- Hangul: 오피스텔
- Revised Romanization: Opiseutel
- McCune–Reischauer: Op'isŭt'el

= Officetel =

South Korean building type

In South Korea, an officetel (오피스텔, a portmanteau of 'office' and 'hotel') is a multi-purpose building with residential and commercial units.
This is a type of studio apartment or studio flat.

An officetel is designed to be a partially self-contained building, such that its occupants can live and work in the same building, minimizing commute time. Because of the convenience of having daily routines located in one building, a significant proportion of the officetel's inhabitants include lawyers, accountants, tax accountants, professors, and artists. Office space is usually parceled out or leased to trading companies and small- to medium-sized businesses.

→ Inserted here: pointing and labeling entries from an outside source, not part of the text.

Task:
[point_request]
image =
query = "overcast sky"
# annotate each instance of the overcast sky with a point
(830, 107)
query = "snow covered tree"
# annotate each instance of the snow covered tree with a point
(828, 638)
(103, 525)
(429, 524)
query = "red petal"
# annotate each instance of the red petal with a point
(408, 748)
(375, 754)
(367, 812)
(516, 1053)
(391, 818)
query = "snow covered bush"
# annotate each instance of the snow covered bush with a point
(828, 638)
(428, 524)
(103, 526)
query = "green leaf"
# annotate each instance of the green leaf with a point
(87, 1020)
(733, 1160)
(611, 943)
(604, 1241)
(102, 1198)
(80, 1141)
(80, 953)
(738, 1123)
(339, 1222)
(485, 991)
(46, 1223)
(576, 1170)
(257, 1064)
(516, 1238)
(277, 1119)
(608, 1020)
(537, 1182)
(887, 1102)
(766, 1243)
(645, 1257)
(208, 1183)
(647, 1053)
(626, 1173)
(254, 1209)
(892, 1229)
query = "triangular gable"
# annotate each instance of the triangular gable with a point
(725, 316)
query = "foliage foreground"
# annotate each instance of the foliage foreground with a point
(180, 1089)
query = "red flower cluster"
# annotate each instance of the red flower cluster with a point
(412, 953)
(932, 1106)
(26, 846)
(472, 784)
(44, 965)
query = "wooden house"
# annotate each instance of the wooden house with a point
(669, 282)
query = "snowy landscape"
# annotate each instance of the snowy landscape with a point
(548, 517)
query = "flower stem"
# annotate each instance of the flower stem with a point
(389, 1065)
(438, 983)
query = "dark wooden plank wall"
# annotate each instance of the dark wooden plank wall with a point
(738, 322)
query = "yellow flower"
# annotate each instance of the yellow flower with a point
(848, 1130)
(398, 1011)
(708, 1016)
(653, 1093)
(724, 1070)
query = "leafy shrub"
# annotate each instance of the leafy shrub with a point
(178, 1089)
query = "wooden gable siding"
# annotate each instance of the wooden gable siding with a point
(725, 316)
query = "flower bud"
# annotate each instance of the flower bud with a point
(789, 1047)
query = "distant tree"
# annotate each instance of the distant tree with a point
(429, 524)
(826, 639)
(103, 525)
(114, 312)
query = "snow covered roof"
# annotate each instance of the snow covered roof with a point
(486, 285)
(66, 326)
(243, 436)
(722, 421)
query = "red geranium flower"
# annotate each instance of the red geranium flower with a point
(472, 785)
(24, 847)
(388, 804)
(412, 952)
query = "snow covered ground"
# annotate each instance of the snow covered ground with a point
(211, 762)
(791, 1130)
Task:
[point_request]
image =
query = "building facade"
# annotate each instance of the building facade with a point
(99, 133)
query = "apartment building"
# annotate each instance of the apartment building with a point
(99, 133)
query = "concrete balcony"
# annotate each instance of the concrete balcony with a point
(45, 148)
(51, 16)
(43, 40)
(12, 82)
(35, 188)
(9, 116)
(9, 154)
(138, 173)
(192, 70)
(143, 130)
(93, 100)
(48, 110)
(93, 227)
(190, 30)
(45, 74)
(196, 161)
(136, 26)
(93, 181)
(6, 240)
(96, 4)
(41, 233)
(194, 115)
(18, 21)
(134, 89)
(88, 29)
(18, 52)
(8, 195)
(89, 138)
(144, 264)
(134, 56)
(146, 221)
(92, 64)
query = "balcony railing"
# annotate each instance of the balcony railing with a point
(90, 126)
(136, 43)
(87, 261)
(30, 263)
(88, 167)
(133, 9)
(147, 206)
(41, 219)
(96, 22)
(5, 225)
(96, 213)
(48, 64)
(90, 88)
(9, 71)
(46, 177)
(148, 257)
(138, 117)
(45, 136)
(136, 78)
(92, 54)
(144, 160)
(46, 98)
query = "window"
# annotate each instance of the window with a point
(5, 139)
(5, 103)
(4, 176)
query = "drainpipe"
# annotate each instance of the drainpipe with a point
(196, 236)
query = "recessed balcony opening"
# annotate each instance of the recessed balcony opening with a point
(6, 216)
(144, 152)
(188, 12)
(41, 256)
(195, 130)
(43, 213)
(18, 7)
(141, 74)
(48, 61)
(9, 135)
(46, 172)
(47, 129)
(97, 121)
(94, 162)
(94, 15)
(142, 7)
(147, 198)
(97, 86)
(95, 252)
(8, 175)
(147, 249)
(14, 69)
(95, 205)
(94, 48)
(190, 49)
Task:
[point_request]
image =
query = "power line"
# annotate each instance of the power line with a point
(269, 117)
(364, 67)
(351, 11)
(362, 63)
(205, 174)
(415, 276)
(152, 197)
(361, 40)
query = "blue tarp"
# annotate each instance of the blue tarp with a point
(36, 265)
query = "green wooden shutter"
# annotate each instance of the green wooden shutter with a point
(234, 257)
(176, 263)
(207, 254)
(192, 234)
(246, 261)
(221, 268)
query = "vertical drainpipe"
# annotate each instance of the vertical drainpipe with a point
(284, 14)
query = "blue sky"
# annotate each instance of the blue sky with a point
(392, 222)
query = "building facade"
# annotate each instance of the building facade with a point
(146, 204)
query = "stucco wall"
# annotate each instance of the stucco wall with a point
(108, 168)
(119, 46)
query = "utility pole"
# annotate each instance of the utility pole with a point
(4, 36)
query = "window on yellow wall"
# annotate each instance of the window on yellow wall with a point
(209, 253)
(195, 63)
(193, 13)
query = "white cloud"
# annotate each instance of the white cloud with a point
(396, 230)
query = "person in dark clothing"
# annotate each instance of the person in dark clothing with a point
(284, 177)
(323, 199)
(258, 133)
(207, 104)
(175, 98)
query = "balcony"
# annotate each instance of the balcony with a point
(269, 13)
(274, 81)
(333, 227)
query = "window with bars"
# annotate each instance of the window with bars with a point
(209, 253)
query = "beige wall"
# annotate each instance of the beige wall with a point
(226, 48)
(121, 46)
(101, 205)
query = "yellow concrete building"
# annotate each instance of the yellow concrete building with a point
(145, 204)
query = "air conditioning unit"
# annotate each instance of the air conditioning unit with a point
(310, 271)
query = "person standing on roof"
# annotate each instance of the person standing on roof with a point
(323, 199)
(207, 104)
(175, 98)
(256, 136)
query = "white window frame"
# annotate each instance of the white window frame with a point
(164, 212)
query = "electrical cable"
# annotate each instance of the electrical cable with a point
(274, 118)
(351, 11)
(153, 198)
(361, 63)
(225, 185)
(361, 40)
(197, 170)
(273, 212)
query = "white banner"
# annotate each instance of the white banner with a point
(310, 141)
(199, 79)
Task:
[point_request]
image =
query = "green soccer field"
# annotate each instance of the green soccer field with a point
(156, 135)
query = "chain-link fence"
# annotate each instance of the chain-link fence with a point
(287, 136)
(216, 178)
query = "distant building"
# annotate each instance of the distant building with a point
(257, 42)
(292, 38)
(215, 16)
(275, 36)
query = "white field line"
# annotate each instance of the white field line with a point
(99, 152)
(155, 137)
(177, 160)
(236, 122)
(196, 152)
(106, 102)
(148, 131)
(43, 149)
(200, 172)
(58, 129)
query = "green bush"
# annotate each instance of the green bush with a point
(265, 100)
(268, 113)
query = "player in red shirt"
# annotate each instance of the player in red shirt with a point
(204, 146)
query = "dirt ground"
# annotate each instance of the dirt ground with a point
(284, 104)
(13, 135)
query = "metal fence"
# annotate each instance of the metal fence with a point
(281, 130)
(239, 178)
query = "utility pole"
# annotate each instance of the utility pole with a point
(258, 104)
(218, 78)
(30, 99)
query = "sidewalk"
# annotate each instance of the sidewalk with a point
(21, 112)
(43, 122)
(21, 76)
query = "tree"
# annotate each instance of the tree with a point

Officetels are mainly found downtown or around major transportation hubs. As the scale of construction grows over time, officetels tend to offer more commercial and housing features through amenities like sports centers and shopping facilities. After the 1997 Asian financial crisis, the construction of officetels has increased rapidly due to governmental deregulations, and they are now taking a substantial portion of the housing market in the Seoul Metropolitan Area.

==Features==

Officetel parcels are commonly 50 to 100 m2 in size. Most officetel residential spaces are a studio apartment with bathroom, kitchen, and bed areas. Basic furnishings are usually included with an officetel lease. It is currently illegal to have a tub or balcony in an officetel. Ondol heating systems were initially prohibited, but the Ministry of Territories and Oceans Decree 2010-351 permitted ondol floor heating up to 85 m2.

==History==
The first officetel was built in Mapo, Seoul by the Korea Development Corporation in 1985. After that, demand increased, so construction companies and housing cooperations took part in the growing the trend of building officetels.